The development of specific tools that facilitate the identification of patients at higher risk of readmission would allow the design of strategies aimed at reducing the frequency of these events. These strategies could focus on providing more intensive care and closer monitoring by the medical team. In this way, the number of readmissions could be reduced, which would contribute to reducing the socioeconomic burden of the disease and improving both the health status and quality of life of patients. Therefore, this work proposes the design, development, and proof of concept of a new clinical intelligent decision support system applied to the prediction of hospital readmissions at 90 days in patients with AECOPD.

The main contributions of the article are as follows:

Introduce, from a conceptual perspective, the architecture of a new intelligent decision support system to predict 90-day hospital readmissions in patients with AECOPD.
Starting from an extensive database, select a reduced subset of variables suitable for predicting 90-day hospital readmissions in patients with AECOPD.
Implement the designed system into a software artifact and demonstrate its applicability through a practical case study.
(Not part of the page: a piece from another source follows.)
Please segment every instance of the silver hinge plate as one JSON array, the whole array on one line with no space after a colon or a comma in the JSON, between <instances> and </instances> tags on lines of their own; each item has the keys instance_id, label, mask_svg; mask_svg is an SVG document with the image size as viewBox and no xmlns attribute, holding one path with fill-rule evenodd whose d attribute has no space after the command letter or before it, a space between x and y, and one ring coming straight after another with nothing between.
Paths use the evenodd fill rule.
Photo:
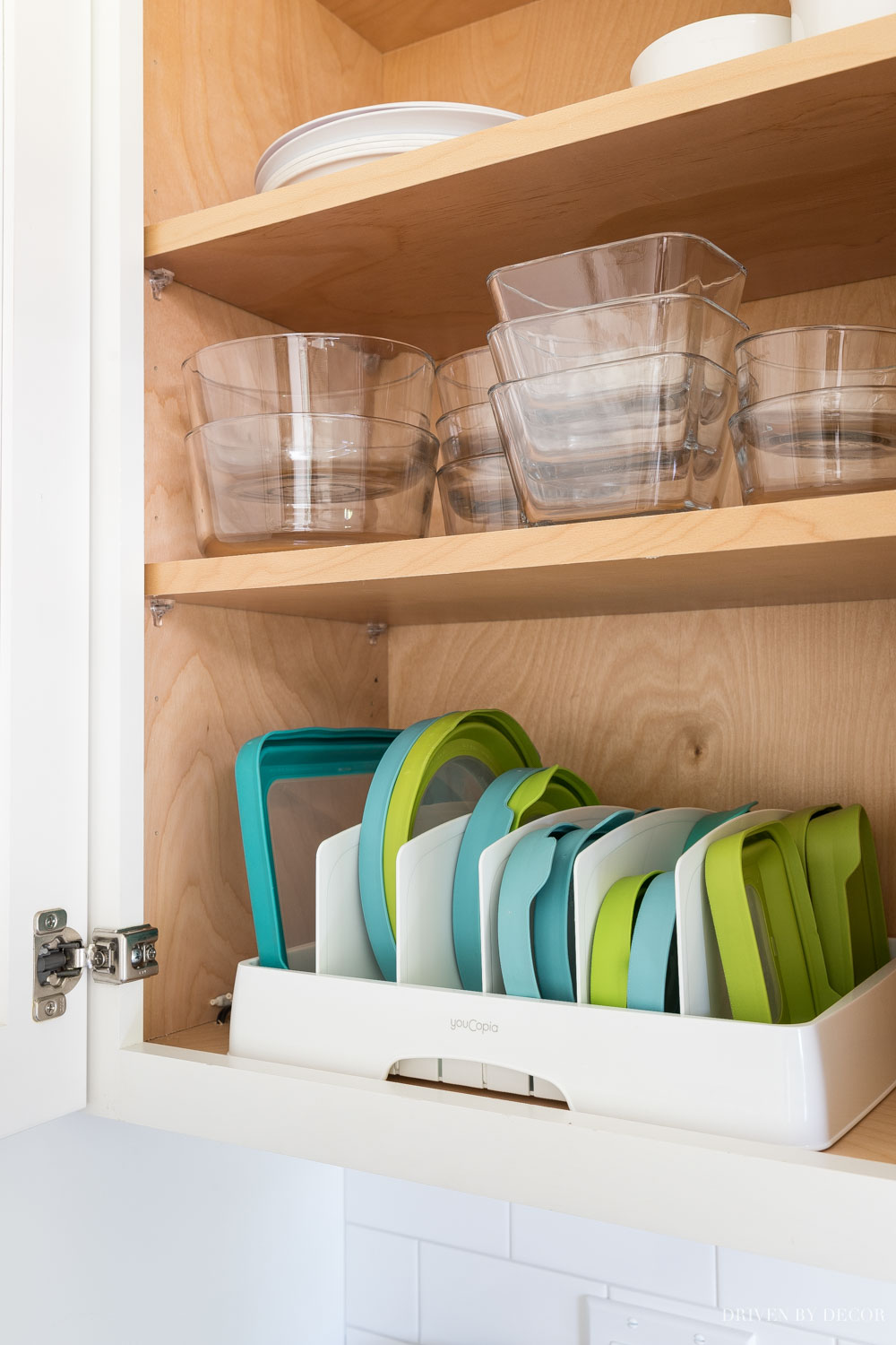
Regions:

The work is divided into five sections. In Section 1, the framework of the proposed system in this research is defined. In Section 2, Section 2.1 presents the database used to build the system. Section 2.2 presents the conceptual design of the system. Following that, Section 2.3 discusses the implementation of the system through a software artifact. Section 3 presents a case study that exemplifies the system’s functionality as a proof of concept. Section 4 provides a discussion of the work. Finally, Section 5 presents the conclusions.

2. Materials and Methods

2.1. Database Usage

For the definition of the system, a database with a total of 593 patients was used, resulting from the combination of two cohorts from previous studies carried out by members of the research team [54,55]. Both cohorts included patients admitted for AECOPD to the Pulmonology department of either Álvaro Cunqueiro Hospital in Vigo or Lucus Augusti Hospital in Lugo, two public hospitals in Northwest Spain, which together serve a reference population of 600,000 inhabitants. Clinical staff and social workers were responsible for collecting all necessary information about each patient by reviewing the medical records and conducting numerous interviews with both patients and their respective caregivers. Subsequently, a follow-up was carried out for one year to record readmissions. To do this, the electronic medical records of each patient were reviewed at 30, 90, and 365 days after the index admission. In this case, only admissions at 90 days will be considered. Choosing a medium-term prediction horizon offers a broader and more clinically relevant approach. This period allows clinicians to design strategies for continuous and personalized follow-up of the patients. For more information on the data collection methodology, previous studies can be reviewed [54,55].

The database includes numerous variables from the clinical, demographic, and social spheres, which are summarized in Table 1, where the name and type of variable (categorical or numerical) are indicated, as well as a brief description of the variable. Categorical variables are binary, so they were coded by assigning the values 0 and 1. For example, in the variable “Smoking”, the value 0 was assigned to non-smoking patients and the value 1 to smoking patients. The rest of the variables were coded in a similar way.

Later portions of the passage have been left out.